Everyone sits up a little straighter when Lauren Groff, chair of the fiction judges, appears onstage. Along with Akbar, Everett, and July, the Nigerian author ’Pemi Aguda is nominated for Ghostroots, a collection of short stories, as is Hisham Matar for My Friends, his third novel, which won the Orwell Prize for Political Fiction this year. The winner — and this feels right — is Everett, who takes the stage with a small smile on his face. Everett, 67 years old, who’s been publishing novels consistently since 1983, is brief but gracious in his speech, thanking his publishers and his wife, Danzy Senna, along with their two teenage sons, “whose near-complete apathy about my career helps me keep things in perspective.”
During the after-party, I scan the crowd and spot Anne Carson in a sharp gray suit and wide red tie.

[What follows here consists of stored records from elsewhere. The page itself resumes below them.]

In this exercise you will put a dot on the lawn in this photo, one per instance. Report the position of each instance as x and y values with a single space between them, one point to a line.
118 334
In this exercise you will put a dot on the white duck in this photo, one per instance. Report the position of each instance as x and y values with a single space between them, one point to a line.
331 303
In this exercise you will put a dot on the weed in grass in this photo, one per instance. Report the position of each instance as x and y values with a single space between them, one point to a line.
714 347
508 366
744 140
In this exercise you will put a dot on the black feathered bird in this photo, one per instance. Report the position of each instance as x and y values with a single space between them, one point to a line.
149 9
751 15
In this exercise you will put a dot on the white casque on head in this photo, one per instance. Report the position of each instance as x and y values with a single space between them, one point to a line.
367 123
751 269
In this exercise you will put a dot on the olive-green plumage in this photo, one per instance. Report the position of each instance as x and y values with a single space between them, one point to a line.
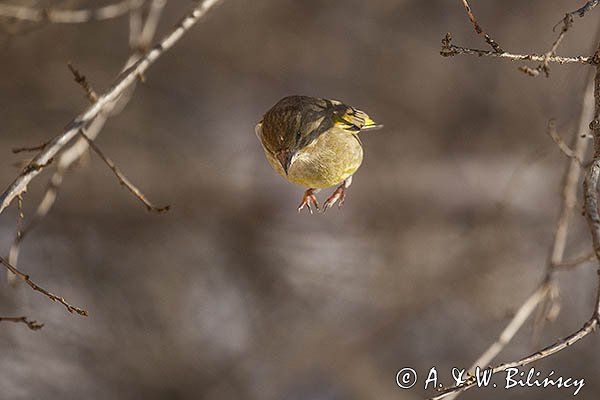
313 142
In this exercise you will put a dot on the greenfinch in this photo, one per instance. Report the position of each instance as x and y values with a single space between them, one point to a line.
314 143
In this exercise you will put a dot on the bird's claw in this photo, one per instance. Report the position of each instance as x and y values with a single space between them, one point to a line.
308 199
338 195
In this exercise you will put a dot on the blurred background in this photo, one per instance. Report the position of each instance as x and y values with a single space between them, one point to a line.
233 294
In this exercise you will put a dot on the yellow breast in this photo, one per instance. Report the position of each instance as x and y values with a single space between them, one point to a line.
329 160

No sign of July, but every time I see a woman with short, curly hair, I snap to attention. On the balcony upstairs where a DJ is stationed, everyone is doing the Electric Slide. The translator Lin King, who won the award for Translated Literature with Yáng Shuāng-zǐ, tells me she’s “dumbfounded” at the win and a little thirsty: “I’ve been looking for water all night.” She’s having a great time. “I laughed so hard at Miranda July’s reading yesterday,” she says, “and Percival Everett gave me a hug. That was phenomenal.” On his way out the door in a red scarf, under the roar of “Must Be the Money,” Everett tells me “it feels great, of course, to be in conversation with these authors.”
I find the crew from Deep Vellum, a Dallas press that was nominated for its first National Book Award this year for Fiston Mwanza Mujila’s The Villain’s Dance. Mujila and Roland Glasser, who’s the book’s translator, and Deep Vellum’s publisher, Will Evans, are in matching bolo ties. New York is like Congo, Mujila says: Unlike Austria, where he lives now, “The city lives all in the night — a lot of things happen at night.”
A wave of younger publishing people, not yet powerful enough to get seats at the table but key for the late-night energy, has filtered in to party. Not long after the ceremony, most of the more distinguished nominees have left for quieter places, and July is nowhere in sight; someone tells me they heard she was wearing “white briefs, which sounds interesting.” But Barbara Kingsolver is still around, holding court on the upstairs balcony in a long-sleeved red sequin dress. I sidle up to her just after she’s kicked off her heels. What’s going through her mind, I ask? “I feel incredibly encouraged by the courage of the authors here tonight,” she says, but she can’t talk long — she’s about to go to the dance floor. When the Sugarhill Gang’s “Jump on It” starts playing, she makes a beeline. “She’s dancing! She’s dancing!” I hear someone squeal to a friend. She’s still out there when “212,” by Azealia Banks, starts up around midnight, and I decide to leave them to it.